The Columbus Dispatch

Two men sentenced for at least 21 years for murder

- By Dean Narciso dnarciso@dispatch.com @DeanNarcis­o

DELAWARE — The courtroom was filled with family members and friends there to see justice served in the wake of three lives wasted to street crime, drugs and violence.

Columbus residents Reginald Conley, 27, and Jermaine Kelly, 31, were convicted Friday of two counts of murder in the Nov. 9, 2012, shooting of Dontee Gervins, 29, also of Columbus. All three men had lengthy crime records. All have young children.

On Tuesday, Conley and Kelly were sentenced to 21 years to life in prison for Gervins’ death.

“You showed no remorse about taking a living soul,” Dena Bronaugh, Gervins’ oldest sister, told the two before sentencing.

Gervins, of Fairwood Avenue on the South Side, died in a Columbus hospital nine days after he was shot.

A jury took more than seven hours Friday to reach the verdicts in a case that had no eyewitness­es, murder weapon or DNA evidence. In addition to the murder charges, both defendants were convicted of intimidati­on of an attorney, victim or witness and of unauthoriz­ed use of a weapon; both counts are third-degree felonies.

Cellphone records showed that the defendants were outside a home along Red Bank Road near Galena. That’s where Gervins was shot in the back, crawled to the front porch and banged on the door for help. Prosecutor­s said three phones entered Delaware County, but only two returned to Columbus.

Which of the two men killed Gervins is irrelevant, prosecutor­s said. Both were charged equally for working together in the slaying.

Testimony showed that Gervins was a potential witness against Conley in another murder case.

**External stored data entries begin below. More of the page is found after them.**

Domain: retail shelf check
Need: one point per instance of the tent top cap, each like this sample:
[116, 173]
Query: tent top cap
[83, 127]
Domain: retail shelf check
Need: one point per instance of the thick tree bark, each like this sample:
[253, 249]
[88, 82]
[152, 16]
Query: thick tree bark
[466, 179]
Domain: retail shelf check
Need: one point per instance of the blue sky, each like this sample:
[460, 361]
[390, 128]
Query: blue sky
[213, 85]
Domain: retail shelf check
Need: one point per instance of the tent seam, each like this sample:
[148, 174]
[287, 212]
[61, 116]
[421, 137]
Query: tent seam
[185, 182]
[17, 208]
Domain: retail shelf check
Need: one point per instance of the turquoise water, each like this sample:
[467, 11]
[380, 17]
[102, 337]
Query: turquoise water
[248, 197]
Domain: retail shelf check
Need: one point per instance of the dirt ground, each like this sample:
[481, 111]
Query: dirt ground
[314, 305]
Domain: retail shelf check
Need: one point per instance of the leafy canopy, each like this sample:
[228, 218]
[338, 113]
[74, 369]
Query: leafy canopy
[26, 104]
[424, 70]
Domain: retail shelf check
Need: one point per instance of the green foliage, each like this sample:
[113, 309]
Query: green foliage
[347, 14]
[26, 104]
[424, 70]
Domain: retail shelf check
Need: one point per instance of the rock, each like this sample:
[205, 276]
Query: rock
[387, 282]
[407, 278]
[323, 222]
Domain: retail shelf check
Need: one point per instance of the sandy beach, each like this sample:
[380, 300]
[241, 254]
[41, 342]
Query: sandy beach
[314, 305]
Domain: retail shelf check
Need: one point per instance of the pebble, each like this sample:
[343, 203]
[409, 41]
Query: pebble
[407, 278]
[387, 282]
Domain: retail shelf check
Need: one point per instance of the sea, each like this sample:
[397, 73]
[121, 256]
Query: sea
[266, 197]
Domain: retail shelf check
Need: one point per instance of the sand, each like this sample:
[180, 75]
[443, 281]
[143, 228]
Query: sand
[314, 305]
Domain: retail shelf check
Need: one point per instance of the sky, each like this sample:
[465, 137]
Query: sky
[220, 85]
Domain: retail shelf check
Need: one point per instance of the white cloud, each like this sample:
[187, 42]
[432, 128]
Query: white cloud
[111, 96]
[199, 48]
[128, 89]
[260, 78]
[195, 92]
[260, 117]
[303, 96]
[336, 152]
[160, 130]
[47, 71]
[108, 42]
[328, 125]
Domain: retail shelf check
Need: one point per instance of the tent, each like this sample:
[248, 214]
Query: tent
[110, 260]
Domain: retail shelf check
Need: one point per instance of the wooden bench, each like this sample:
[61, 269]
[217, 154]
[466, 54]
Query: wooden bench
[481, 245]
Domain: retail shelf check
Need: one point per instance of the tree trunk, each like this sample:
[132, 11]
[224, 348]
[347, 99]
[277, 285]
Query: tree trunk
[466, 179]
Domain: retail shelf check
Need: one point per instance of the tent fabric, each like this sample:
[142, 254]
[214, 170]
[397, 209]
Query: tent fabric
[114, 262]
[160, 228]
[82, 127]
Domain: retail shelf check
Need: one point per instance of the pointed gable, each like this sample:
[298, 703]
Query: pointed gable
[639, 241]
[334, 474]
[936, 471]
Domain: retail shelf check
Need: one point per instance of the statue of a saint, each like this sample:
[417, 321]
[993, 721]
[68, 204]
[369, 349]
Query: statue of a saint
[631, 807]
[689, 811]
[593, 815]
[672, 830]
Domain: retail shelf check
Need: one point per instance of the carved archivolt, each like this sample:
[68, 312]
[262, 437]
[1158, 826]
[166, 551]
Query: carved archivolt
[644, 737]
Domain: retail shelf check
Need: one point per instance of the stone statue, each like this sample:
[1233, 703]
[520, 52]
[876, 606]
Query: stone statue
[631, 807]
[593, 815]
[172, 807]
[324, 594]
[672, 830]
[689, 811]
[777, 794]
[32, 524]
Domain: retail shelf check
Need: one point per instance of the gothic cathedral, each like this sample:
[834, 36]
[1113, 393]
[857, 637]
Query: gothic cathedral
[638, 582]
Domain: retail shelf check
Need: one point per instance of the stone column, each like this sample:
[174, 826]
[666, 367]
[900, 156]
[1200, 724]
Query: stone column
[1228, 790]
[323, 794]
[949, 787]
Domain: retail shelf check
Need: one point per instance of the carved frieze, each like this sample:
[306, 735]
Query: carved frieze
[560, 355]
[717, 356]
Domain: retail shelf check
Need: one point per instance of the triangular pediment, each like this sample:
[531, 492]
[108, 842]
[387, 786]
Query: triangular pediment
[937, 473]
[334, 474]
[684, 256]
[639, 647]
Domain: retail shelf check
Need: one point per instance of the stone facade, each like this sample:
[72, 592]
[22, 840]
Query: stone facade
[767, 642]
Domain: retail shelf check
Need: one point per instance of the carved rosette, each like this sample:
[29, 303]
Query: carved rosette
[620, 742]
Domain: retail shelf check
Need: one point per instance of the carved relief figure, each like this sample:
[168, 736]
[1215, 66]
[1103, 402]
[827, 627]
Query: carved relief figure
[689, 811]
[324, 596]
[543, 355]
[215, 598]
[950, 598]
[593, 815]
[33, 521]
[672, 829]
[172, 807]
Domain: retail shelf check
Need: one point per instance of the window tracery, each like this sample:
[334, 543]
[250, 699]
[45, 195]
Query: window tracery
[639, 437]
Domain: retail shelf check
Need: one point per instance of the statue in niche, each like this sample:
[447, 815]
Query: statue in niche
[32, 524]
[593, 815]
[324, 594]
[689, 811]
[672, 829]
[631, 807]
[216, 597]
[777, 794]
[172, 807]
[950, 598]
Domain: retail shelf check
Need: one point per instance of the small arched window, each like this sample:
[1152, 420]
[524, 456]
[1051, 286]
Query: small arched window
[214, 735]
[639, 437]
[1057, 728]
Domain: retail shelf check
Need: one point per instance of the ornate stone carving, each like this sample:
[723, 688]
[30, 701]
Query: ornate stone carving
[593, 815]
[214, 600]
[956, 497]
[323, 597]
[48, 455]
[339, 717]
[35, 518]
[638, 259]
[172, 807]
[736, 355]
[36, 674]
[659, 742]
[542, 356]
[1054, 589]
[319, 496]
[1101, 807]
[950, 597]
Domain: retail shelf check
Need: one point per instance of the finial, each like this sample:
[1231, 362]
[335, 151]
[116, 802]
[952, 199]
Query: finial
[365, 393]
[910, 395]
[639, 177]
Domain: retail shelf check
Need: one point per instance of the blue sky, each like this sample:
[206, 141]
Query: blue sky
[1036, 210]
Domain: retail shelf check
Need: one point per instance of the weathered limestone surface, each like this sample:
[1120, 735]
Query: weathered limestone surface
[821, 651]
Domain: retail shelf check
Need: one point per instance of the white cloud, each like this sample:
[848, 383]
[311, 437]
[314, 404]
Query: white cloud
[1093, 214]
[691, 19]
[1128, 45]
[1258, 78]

Before imposing the life sentence, with parole possible after 21 years, Delaware County Common Pleas Judge Everett Krueger told both men: “It offends me greatly to see something like this ... when somebody may be a witness.”

Both men declined to address the court before being sentenced.

Kyle Rohrer, a Delaware County assistant prosecutor, said gunshot residue and conflictin­g statements made by the defendants proved their guilt. “It was circumstan­tial evidence, but strong circumstan­tial evidence,” Rohrer said.

“This was a premeditat­ed murder. They killed Mr. Gervins in order to silence him.”

Both men plan to appeal their conviction­s.

Security was tight throughout the trial. Six county deputy sheriffs led the defendants into and out of the courtroom.

Records show that Gervins had a lengthy history of robbery and drug crimes.

But sister Tye Thomas said her brother, the youngest of five children, had much to live for, including two children who will never know their father.

The slaying was the fourth in Delaware County since 2011. Two of those were murder-suicides related to domestic-violence incidents.